Brexit-related uncertainty has curbed trading activity across all UK residential markets over the last 12 months. While London’s superprime (£10 million-plus, or $12.7 million USD and higher) price bracket is no exception, it would be too simplistic to view this particular market entirely through the prism of UK politics.
First, the demand drivers are more numerous and complex. More wealth is being created in the world than ever before and it continues to move across borders.
Combined with the fact that there are more ultra-high net worth individuals based in London than in any other global city, and that they have a growing propensity to invest in real assets, it is perhaps not surprising that last year saw the highest number of £20 million-plus ($25 million USD plus) deals in London (38) since 2014.

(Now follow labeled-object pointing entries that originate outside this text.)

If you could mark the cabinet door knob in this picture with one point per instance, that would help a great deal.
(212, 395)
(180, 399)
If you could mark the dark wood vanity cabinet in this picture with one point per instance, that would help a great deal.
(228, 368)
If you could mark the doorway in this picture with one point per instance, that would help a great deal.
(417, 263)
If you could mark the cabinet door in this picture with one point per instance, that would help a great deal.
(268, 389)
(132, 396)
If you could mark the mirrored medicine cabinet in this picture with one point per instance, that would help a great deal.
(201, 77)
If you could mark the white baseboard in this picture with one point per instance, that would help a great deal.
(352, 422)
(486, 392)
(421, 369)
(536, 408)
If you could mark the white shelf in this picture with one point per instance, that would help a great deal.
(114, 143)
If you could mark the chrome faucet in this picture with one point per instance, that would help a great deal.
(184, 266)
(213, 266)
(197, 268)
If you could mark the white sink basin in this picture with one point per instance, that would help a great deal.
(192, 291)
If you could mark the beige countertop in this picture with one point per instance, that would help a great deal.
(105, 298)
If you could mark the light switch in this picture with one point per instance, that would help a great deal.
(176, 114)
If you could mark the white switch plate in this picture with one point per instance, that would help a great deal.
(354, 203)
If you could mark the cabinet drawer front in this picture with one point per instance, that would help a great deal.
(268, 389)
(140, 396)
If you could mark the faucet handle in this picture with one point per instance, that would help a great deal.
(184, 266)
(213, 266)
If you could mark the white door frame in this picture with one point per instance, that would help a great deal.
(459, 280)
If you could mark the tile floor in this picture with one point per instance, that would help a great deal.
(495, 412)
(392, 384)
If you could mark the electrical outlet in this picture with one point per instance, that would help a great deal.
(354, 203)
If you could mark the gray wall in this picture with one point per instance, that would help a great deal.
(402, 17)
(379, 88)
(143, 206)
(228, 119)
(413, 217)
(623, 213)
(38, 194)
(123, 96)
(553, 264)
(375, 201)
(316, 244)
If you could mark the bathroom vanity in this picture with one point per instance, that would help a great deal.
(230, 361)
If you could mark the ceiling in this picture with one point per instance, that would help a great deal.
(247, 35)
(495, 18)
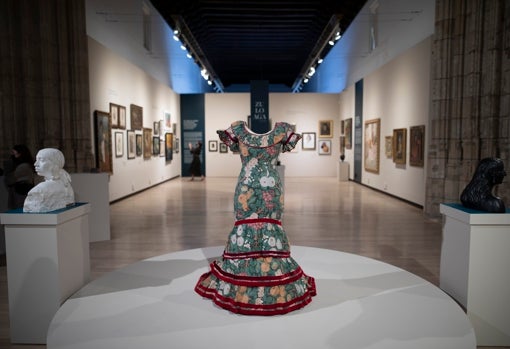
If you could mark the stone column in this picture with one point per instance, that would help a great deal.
(470, 103)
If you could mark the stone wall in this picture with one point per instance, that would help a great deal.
(44, 81)
(470, 103)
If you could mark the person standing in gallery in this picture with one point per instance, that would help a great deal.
(195, 167)
(19, 175)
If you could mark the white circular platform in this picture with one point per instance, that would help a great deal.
(360, 303)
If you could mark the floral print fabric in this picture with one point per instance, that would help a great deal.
(256, 274)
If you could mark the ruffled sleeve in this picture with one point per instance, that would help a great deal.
(229, 138)
(290, 140)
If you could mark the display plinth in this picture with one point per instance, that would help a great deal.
(343, 171)
(47, 261)
(474, 269)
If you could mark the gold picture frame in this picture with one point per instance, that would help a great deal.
(417, 145)
(372, 145)
(325, 128)
(399, 145)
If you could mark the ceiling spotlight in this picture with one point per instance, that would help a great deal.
(176, 35)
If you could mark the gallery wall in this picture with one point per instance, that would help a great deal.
(398, 94)
(302, 110)
(115, 80)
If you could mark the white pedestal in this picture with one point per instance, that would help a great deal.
(343, 171)
(474, 269)
(47, 261)
(93, 188)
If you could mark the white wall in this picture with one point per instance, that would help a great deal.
(303, 110)
(398, 93)
(115, 80)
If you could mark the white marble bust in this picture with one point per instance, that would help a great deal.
(56, 191)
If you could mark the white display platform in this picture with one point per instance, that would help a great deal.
(474, 270)
(93, 188)
(343, 171)
(47, 261)
(361, 303)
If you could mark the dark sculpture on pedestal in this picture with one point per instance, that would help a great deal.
(478, 193)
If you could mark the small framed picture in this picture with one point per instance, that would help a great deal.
(176, 145)
(417, 145)
(114, 114)
(326, 128)
(131, 144)
(139, 144)
(162, 149)
(372, 147)
(122, 117)
(388, 145)
(119, 144)
(308, 141)
(213, 145)
(156, 128)
(324, 147)
(147, 143)
(155, 145)
(136, 117)
(399, 145)
(169, 146)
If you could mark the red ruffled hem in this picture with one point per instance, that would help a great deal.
(256, 309)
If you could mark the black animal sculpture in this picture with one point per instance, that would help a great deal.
(478, 193)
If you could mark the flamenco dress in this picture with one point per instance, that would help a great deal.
(256, 274)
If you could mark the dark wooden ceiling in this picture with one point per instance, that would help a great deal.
(258, 39)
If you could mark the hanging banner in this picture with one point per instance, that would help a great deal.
(259, 99)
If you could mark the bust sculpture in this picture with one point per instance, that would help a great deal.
(478, 193)
(56, 191)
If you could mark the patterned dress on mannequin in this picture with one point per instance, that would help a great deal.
(256, 274)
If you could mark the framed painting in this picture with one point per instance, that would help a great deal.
(176, 145)
(417, 145)
(122, 117)
(399, 145)
(348, 133)
(114, 114)
(155, 145)
(131, 144)
(119, 144)
(139, 144)
(103, 135)
(308, 141)
(162, 149)
(388, 146)
(325, 147)
(156, 128)
(169, 145)
(372, 145)
(168, 120)
(147, 143)
(325, 128)
(213, 145)
(136, 117)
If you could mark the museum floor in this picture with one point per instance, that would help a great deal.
(319, 212)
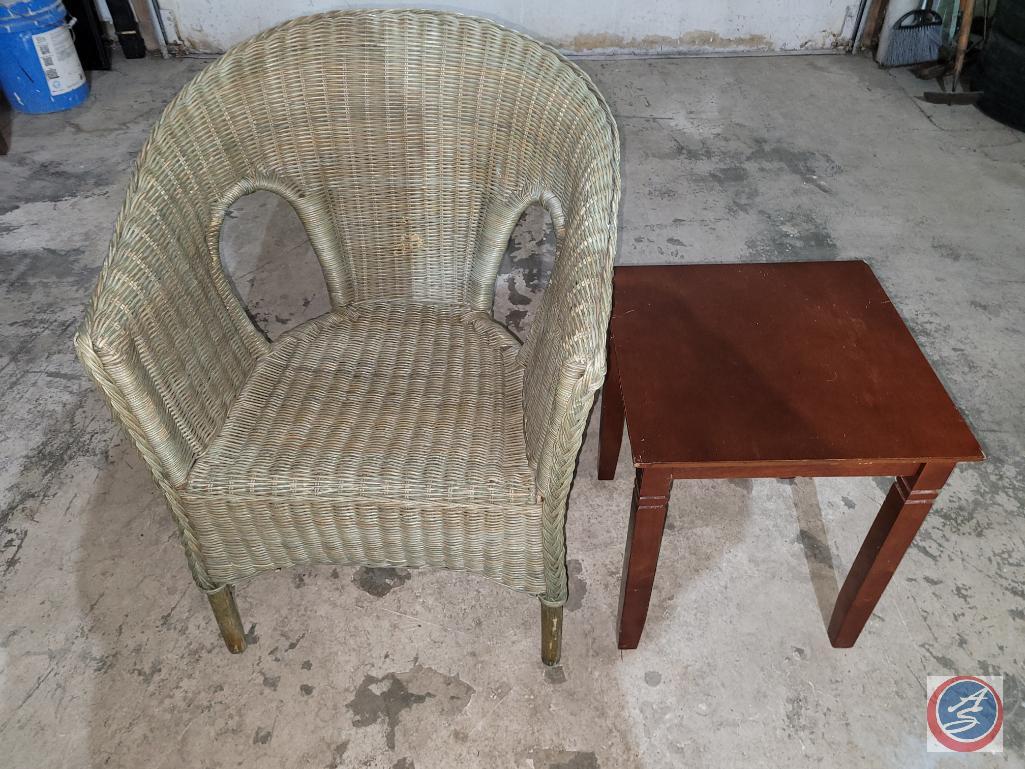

Indeed, the total volume and value of transactions above £20 million ($25 million plus) has been on a broad upwards trajectory over the last nine months.
Overall, there were 109 transactions above £10 million ($12.7 million) in the year to January 2019, a 19 percent fall compared to 134 over the previous 12-month period. Meanwhile, the total value of transactions decreased by a smaller figure of 11 percent over the same period, reflecting the uplift in activity in the higher price brackets.
Notting Hill and Mayfair are the two markets where transaction volumes grew over the same period. While demand in Notting Hill has grown due to the extent of price adjustments in the area and its needs-driven buyer base, Mayfair has benefited from a high-quality new-build pipeline.
More broadly, the weakness of the pound has sustained demand. The effective discounts available for a range of overseas currencies since the EU referendum are similar to those seen in the 12 months following the collapse of Lehman Brothers.
The second factor that needs to be understood when evaluating the performance of the super-prime market is that pricing has had less far to fall due to its characteristics as a more thinly traded and discretionary market. This fact, which means previous price increases have been less steep, explains why an annual decline of 2.5 percent in April 2019 was half the PCL average.